TOKYO -- Prime Minister Shinzo Abe said Friday his government would stand by a 1993 admission that Japan's World War II military leaders were complicit in rounding up women for army brothels.
"I have no thought of my cabinet revising" the so-called Kono statement, Abe told the upper house budget committee in what seemed a gesture of conciliation to South Korea, which has railed against the issue of wartime "comfort woman."
Responding to a committee member's question, Abe addressed the issue himself, rather than let Chief Cabinet Secretary Yoshihide Suga continue handling it. The prime minister seems to be trying to clear the air for a summit with South Korean President Park Geun-hye, who has so far refused to meet with Abe.
Abe had sounded keen on retracting Japan's admission of involvement in recruiting "comfort women." As a candidate for leader of the Liberal Democratic Party in 2012, he said the crux of the 1993 statement by then-Chief Cabinet Secretary Yohei Kono was the recognition that women were forced to work in brothels. "There was no evidence" of such coercion, a fact that is not widely known, he argued.
On Friday, he sought to distance himself from that rhetoric, saying such questions "ought to be left to historians."
South Koreans told to tune in
Two days earlier, Vice Minister for Foreign Affairs Akitaka Saiki went to South Korea to meet with counterpart Cho Tae-yong. Saiki sounded out Park's stance on a possible summit with Abe next week on the sidelines of a nuclear disarmament conference at The Hague. He left empty handed, with the South Korean side insisting that Japan make sincere efforts to right past wrongs.
Then on Friday, a senior Japanese foreign ministry official asked the South Korean embassy in Tokyo to watch that day's budget committee session.
Abe's remarks "were meant to fulfill South Korea's expectations as much as possible," a different ministry official said afterward.
Tokyo was also trying to send a message to the U.S., which wants its two East Asian allies to make up, lest the bad blood distract them from dealing with North Korea. Abe's government "wants to avoid having the issue of Japanese-Korean relations come up during President Barack Obama's visit to Japan in April," a source said.
But that may not be the end of the matter. Last month, Nobuo Ishihara, Kono's deputy at the time of the statement, told the lower house budget committee that no effort was made to corroborate testimony from former comfort women, the most damning evidence that they were forced into becoming sex workers. Nor was there any documentation of coercion, Ishihara said. He speculated that there may have been some back-and-forth between Tokyo and Seoul on the wording of the statement.

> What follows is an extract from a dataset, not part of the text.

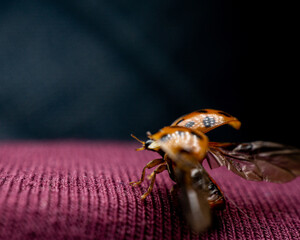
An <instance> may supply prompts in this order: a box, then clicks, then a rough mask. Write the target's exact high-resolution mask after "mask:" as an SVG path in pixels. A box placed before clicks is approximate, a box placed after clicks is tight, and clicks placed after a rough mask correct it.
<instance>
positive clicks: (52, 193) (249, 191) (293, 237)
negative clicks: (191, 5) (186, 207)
mask: <svg viewBox="0 0 300 240" xmlns="http://www.w3.org/2000/svg"><path fill="white" fill-rule="evenodd" d="M135 147H138V144H134V143H124V142H92V141H83V142H78V141H77V142H76V141H61V142H55V141H54V142H10V143H3V142H2V143H0V239H1V240H2V239H4V240H5V239H10V240H11V239H47V240H50V239H300V179H299V178H298V179H296V180H294V181H292V182H289V183H286V184H273V183H261V182H250V181H246V180H243V179H241V178H240V177H238V176H236V175H234V174H233V173H231V172H229V171H227V170H226V169H224V168H219V169H215V170H212V171H210V173H211V175H212V176H213V177H214V178H215V180H216V181H217V183H219V185H220V187H221V188H222V190H223V191H224V194H225V196H226V197H227V198H228V199H229V200H228V201H227V204H226V210H223V211H219V212H217V213H216V214H215V219H214V225H213V227H212V228H211V229H210V230H209V231H208V232H206V233H203V234H200V235H199V234H198V235H197V234H195V233H192V232H190V231H189V230H188V227H187V226H186V225H185V223H184V221H183V220H182V217H181V215H180V212H179V211H178V210H179V209H180V207H179V206H178V203H177V201H176V199H175V198H176V196H173V195H171V194H170V192H169V190H170V189H171V187H172V184H173V182H172V181H171V180H170V178H169V176H168V174H167V172H164V173H162V174H160V175H158V176H157V181H156V184H155V187H154V190H153V192H152V194H151V195H150V196H149V197H148V198H146V200H145V201H144V202H143V201H141V200H140V196H141V195H142V194H143V193H144V192H145V191H146V189H147V186H148V183H149V181H148V180H146V181H145V183H143V184H142V185H141V186H140V187H132V186H130V185H129V184H128V183H129V182H130V181H133V180H137V179H139V178H140V175H141V170H142V168H143V167H144V166H145V165H146V163H147V162H148V161H150V160H152V159H154V158H157V157H158V156H157V155H156V154H155V153H151V152H147V151H141V152H135V151H134V149H135ZM147 172H148V173H150V172H151V171H150V170H148V171H147ZM238 208H239V209H240V210H239V209H238Z"/></svg>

Prodded by an right-leaning opposition lawmaker critical of the statement, Suga promised an investigation. While he has since tried to tone down expectations of what this might entail, saying victims would not be asked for fresh testimony, Suga still intends to confirm whether there was contact between Tokyo and Seoul in the drafting process. Such a revelation may embolden conservative lawmakers in Abe's LDP and opposition parties who want to retract the admission.